The Ethernet section offers settings that allow the sanitization of the Ethernet layer, which basically means MAC addresses. An important detail is the fact that when you chose to replace MAC addresses in this section it will also affect any other layer that contains that kind of address information. For example ARP frames contain MAC addresses simply because it works as a link layer resolution protocol. As you can see there is no ARP section in the section tree, but that doesn't mean that ARP frames will not be sanitized - they will just be sanitized according to the MAC address settings you specify for the Ethernet layer.



Replace MAC addresses by list: When a MAC address is found in a frame, either as part of the Ethernet layer, or in an ARP frame, it will be compared to the "Original MAC" address in the list and replaced by the specified "Replacement MAC" if it was found. If you have a list of MAC addresses in a comma separated file you can import them by using the popup menu of the list. You can also export a list if you want to keep it for another task to avoid having to enter it all over again manually. When you add addresses the input dialog will expect the addresses in the format of "xx:xx:xx:xx:xx:xx" and only enable the "Add" buttons when the format is valid.

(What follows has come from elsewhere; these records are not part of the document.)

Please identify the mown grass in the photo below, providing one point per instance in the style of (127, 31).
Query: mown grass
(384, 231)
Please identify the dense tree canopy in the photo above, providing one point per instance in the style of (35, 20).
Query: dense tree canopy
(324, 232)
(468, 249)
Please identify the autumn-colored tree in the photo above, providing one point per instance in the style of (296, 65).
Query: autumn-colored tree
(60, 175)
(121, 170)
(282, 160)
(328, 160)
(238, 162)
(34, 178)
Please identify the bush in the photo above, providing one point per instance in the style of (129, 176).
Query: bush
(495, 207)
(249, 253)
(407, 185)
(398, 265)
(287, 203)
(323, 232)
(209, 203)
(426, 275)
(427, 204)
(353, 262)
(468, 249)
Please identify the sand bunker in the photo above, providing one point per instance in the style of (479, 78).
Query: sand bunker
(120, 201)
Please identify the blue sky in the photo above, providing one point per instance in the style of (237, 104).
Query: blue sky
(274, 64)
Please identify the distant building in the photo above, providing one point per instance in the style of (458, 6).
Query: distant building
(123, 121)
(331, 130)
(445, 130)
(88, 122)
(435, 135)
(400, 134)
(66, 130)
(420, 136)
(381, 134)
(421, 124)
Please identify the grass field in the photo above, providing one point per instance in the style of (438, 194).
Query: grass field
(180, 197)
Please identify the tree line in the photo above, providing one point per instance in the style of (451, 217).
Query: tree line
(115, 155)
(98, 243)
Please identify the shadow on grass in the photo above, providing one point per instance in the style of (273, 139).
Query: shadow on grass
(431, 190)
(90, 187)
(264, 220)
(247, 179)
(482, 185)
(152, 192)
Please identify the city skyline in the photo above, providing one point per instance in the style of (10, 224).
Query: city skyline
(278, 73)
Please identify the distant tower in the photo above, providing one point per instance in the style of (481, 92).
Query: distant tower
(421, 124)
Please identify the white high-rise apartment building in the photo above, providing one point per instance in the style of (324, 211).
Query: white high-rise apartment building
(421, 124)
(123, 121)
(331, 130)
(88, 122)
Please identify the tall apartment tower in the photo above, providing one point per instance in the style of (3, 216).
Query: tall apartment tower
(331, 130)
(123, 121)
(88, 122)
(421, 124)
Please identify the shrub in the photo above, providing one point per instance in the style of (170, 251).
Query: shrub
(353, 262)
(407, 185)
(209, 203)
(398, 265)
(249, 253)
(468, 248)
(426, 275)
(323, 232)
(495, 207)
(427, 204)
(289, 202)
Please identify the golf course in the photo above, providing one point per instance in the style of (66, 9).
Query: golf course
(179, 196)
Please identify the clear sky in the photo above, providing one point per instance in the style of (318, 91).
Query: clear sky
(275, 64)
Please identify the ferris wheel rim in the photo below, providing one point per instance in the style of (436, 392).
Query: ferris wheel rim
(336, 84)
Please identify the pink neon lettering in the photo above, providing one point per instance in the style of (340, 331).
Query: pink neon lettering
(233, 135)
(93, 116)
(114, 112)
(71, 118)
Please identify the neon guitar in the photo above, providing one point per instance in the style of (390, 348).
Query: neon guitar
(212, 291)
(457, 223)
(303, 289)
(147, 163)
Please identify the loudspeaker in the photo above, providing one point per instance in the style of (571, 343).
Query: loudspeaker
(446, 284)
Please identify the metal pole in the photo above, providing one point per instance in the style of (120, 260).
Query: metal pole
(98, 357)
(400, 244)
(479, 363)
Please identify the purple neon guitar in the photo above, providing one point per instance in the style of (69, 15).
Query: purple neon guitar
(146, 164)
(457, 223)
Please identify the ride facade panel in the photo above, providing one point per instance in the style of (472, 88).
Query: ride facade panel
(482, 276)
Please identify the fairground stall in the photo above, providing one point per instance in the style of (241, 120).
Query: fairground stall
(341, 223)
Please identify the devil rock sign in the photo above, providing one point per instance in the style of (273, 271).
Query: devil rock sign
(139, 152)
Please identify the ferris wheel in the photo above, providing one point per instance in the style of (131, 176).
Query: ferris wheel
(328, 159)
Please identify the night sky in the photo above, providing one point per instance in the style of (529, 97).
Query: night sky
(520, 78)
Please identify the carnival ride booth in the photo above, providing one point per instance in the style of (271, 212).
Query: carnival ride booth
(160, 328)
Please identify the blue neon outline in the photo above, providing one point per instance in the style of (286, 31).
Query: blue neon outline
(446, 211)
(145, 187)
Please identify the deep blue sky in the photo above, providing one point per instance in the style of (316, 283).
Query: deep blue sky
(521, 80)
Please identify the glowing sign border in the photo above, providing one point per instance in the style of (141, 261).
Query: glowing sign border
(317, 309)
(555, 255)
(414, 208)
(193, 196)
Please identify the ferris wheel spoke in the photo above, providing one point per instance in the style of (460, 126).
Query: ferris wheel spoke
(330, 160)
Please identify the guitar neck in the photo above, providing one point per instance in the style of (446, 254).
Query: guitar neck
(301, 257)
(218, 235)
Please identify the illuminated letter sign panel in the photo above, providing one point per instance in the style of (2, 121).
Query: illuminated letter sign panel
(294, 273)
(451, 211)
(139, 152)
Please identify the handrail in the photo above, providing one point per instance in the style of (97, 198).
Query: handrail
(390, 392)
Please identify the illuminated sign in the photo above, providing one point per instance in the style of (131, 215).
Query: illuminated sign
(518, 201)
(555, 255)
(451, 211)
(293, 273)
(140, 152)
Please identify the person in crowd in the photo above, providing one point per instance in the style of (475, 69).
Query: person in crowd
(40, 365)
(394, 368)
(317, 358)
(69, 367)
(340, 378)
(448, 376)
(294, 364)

Randomize MAC address octets: When this setting is active and a MAC that had been found in a frame was not already processed by the MAC address list (either because it wasn't in it, or the setting wasn't enabled), it will be randomized. You can optionally keep the first three octets of the address, which are the vendor specific values that allows looking up who the MAC address range was assigned to. If you do not choose to keep the vendor informaton, the randomization process will always set the first octet to 0xf2, for three reasons: first of all, the "locally administered bit" is set to indicate that this MAC address is not coming from the official IEEE list. Second, there is no entry with that first byte in the Wireshark manuf file so it should not be mistaken for something that its not. And third, it will make it easier to see that it has been sanitized.


Recalculate CRC: Ethernet frames may or may not come with a Frame Check Sequence (FCS) in the trace file. Most analyzers do not or can not store the FCS, but if you have a capture which includes the FCS you can recalculate it after sanitization.